Снег был глубокий; его много еще подвалило в конце марта, но он растаял быстро, как по волшебству, вешние воды прошли буйно, так что в начале апреля уже шумели скворцы и летали в саду желтые бабочки. Была чудесная погода. Я каждый день перед вечером ходил к городу встречать Машу, и что это было за наслаждение ступать босыми ногами по просыхающей, еще мягкой дороге! На полпути я садился и смотрел на город, не решаясь подойти к нему близко. Вид его смущал меня. Я все думал: как отнесутся ко мне мои знакомые, узнав о моей любви? Что скажет отец? Особенно же смущала меня мысль, что жизнь моя осложнилась и что я совсем потерял способность управлять ею, и она, точно воздушный шар, уносила меня бог знает куда. Я уже не думал о том, как мне добыть себе пропитание, как жить, а думал – право, не помню о чем.
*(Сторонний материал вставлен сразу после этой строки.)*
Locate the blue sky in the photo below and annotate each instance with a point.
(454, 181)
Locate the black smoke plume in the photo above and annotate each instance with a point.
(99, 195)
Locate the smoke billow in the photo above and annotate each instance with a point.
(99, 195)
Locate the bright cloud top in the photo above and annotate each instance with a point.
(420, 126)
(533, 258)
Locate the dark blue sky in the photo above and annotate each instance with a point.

Маша приезжала в коляске; я садился к ней, и мы ехали вместе в Дубечню, веселые, свободные. Или, дождавшись захода солнца, я возвращался домой недовольный, скучный, недоумевая, отчего не приехала Маша, а у ворот усадьбы или в саду меня встречало неожиданно милое привидение – она! Оказывалось, что она приехала по железной дороге и со станции пришла пешком. Какое это было торжество! В простеньком шерстяном платье, в косыночке, со скромным зонтиком, но затянутая, стройная, в дорогих заграничных ботинках – это была талантливая актриса, игравшая мещаночку. Мы осматривали наше хозяйство и решали, где будет чья комната, где у нас будут аллеи, огород, пасека. У нас уже были куры, утки и гуси, которых мы любили за то, что они были наши. У нас уже были приготовлены для посева овес, клевер, тимошка, греча и огородные семена, и мы всякий раз осматривали все это и обсуждали подолгу, какой может быть урожай, и все, что говорила мне Маша, казалось мне необыкновенно умным и прекрасным. Это было самое счастливое время моей жизни.
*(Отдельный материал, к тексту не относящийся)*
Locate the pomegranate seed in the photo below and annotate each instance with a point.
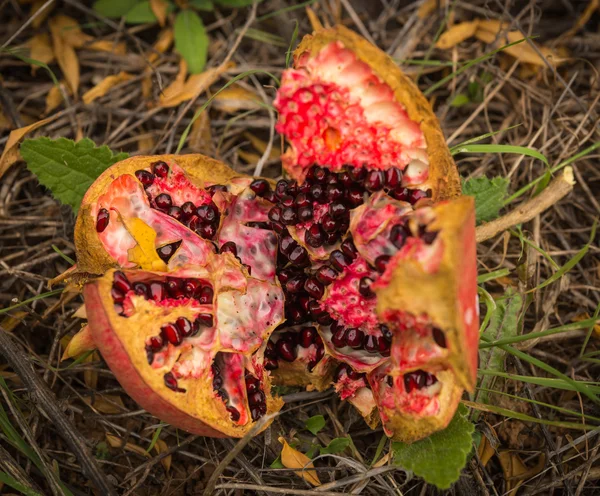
(229, 247)
(102, 220)
(371, 344)
(287, 244)
(160, 168)
(393, 177)
(163, 201)
(364, 288)
(145, 177)
(439, 337)
(338, 260)
(339, 338)
(171, 382)
(349, 248)
(121, 282)
(305, 213)
(286, 350)
(204, 319)
(175, 212)
(307, 336)
(155, 343)
(117, 295)
(374, 180)
(314, 236)
(157, 291)
(141, 289)
(317, 192)
(299, 256)
(172, 334)
(398, 235)
(206, 295)
(260, 187)
(233, 413)
(165, 252)
(270, 364)
(381, 262)
(329, 224)
(184, 326)
(314, 288)
(354, 338)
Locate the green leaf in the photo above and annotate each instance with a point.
(489, 196)
(67, 168)
(205, 5)
(140, 13)
(439, 458)
(315, 424)
(114, 8)
(336, 445)
(191, 40)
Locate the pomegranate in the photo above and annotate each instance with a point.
(358, 270)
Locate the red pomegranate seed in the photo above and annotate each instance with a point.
(102, 220)
(439, 337)
(314, 288)
(121, 282)
(307, 336)
(171, 333)
(381, 262)
(354, 338)
(145, 177)
(229, 247)
(160, 168)
(339, 338)
(286, 350)
(260, 187)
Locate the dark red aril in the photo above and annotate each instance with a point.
(145, 177)
(229, 247)
(121, 282)
(260, 187)
(163, 201)
(172, 334)
(160, 168)
(102, 220)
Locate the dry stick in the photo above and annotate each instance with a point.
(556, 190)
(46, 403)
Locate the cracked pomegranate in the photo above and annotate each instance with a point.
(358, 270)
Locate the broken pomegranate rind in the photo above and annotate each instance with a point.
(172, 381)
(444, 298)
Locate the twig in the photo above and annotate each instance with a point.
(556, 190)
(46, 403)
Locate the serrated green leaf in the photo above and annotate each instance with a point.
(67, 168)
(336, 445)
(489, 196)
(191, 40)
(315, 424)
(439, 458)
(114, 8)
(140, 13)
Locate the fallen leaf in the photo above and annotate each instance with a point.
(144, 252)
(78, 344)
(65, 54)
(11, 321)
(41, 50)
(160, 447)
(291, 458)
(11, 153)
(160, 8)
(108, 403)
(456, 34)
(117, 442)
(103, 86)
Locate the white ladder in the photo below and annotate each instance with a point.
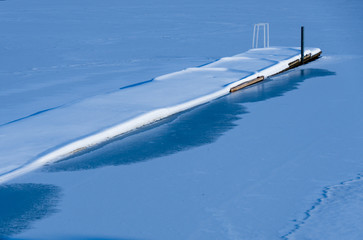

Вскоре после Фоминой недели мы венчались в нашей приходской церкви, в селе Куриловке, в трех верстах от Дубечни. Маша хотела, чтобы все устроилось скромно; по ее желанию, шаферами у нас были крестьянские парни, пел один дьячок, и возвращались мы из церкви на небольшом тряском тарантасе, и она сама правила. Из городских гостей у нас была только моя сестра Клеопатра, которой дня за три до свадьбы Маша послала записку. Сестра была в белом платье и в перчатках. Во время венчания она тихо плакала от умиления и радости, выражение лица у нее было материнское, бесконечно доброе. Она опьянела от нашего счастья и улыбалась, будто вдыхала в себя сладкий чад, и, глядя на нее во время нашего венчания, я понял, что для нее на свете нет ничего выше любви, земной любви, и что она мечтает о ней тайно, робко, но постоянно и страстно. Она обнимала и целовала Машу и, не зная, как выразить свой восторг, говорила ей про меня:
– Он добрый! Он очень добрый!
Перед тем, как уехать от нас, она переоделась в свое обыкновенное платье и повела меня в сад, чтобы поговорить со мною наедине.